At least deaths are quick and painless. One hit and our cyber warrior is spat back out at a generously placed checkpoint. The odd moment the game fluffs this - spawning you behind a couple of tedious rail grinds before getting back to the fight, say - reminds you how easy it is to get this stuff wrong. Here, the flip book of game over screens is more like the montage of Tom Cruise repeatedly splatting in Edge of Tomorrow. It’s all so breezy I was often surprised at how high the level’s death count was. And for all I grimace at the linear platforming stretches, I prefer combat when it borrows some of that focus and becomes a more puzzle-like affair. Having to slice shield batteries before you touch their connected soldiers lends real direction to those fights, as you dart around invulnerable platoons before turning the tables. Or the appearance of slow-mo or shuriken pick-ups that, again, flip the difficulty on its head if you find a safe route to them. Compared to throwing a glass ninja at a firing squad, this is far more rewarding.
And as more enemy types are introduced, each with a specific weakness or strategy, this ‘sequence puzzle’ element becomes more prevalent and Ghostrunner better with it. After a few hours there are big jumpy boys you need to side step and ninjas to parry before dissecting. And I adore skidding under the laser fire of ED-209 lookalikes before perforating their guts. All of them behave less randomly than a mad gunman, and encounters built from these building blocks are the game’s best. Regular new arrivals speak to Ghostrunner’s main strength: it’s a brisk campaign that rarely repeats itself (bar the hundreds of bits you repeat through cack handedness). I’ve heard the designers cite Titanfall 2 as an inspiration and this is a similar six or so hours where every level adds a mechanical twist for ten minutes before parkouring to the next. You’re hacking billboard to orient paths. No, you’re surfing drones between rooftops. Actually, you’re dodging low hanging signs atop a train. It’s never dull.

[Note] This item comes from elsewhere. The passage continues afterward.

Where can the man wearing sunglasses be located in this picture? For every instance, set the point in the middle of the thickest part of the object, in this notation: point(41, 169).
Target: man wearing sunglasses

Given its brevity there’s a surprisingly meaty upgrade system. You plug in implants like you manage a Resident Evil inventory, fitting tetromino powers into your brain grid. A drip feed of abilities sees combat options blossom over the campaign, from teleporting sword strikes to brainwashing your enemies, and further mods can radically alter their behaviour. Or just remove the edge off a difficulty spike, if you feel like hanging back, plugging in an ability recharging mod and waiting to unleash projectiles from a safe distance. Not how it’s meant to be played I imagine, but handy for more disheartening brick walls. I love how you can endlessly recalibrate and that builds are born from how weird bits slot together. The decision to sacrifice a lot of space for a juicy power - deflecting projectiles back to sender, for example - will probably speak to the nervous beginner, while your speedrunners may jam together lots of niche tweaks to turn warp cut into more of a navigation tool, or eking out energy to perform abilities at more helpful intervals. That unlocks apply in replays of earlier levels is a masterstroke: a second trip through the game, with your fully charged warrior, is transformative enough to make even Mr 1423 Deaths here consider a run at the best time/fewest death leaderboards.
As a simple one-and-done campaign run Ghostrunner isn’t at its best: the handiest tricks coming too late in the day and the towering death spikes overshadowing the good times around them. I couldn’t, for example, tell you anything of the story, as it’s delivered over comms during moments of intense concentration. I think it involves someone called Mara, but only because that’s the name on one of the boss fight health bars. But take that initial pass as a warm up lap, inuring yourself to some frustrations to come, and what follows finally delivers on the fun of the cyber ninja fantasy. Death number 1424 beckons.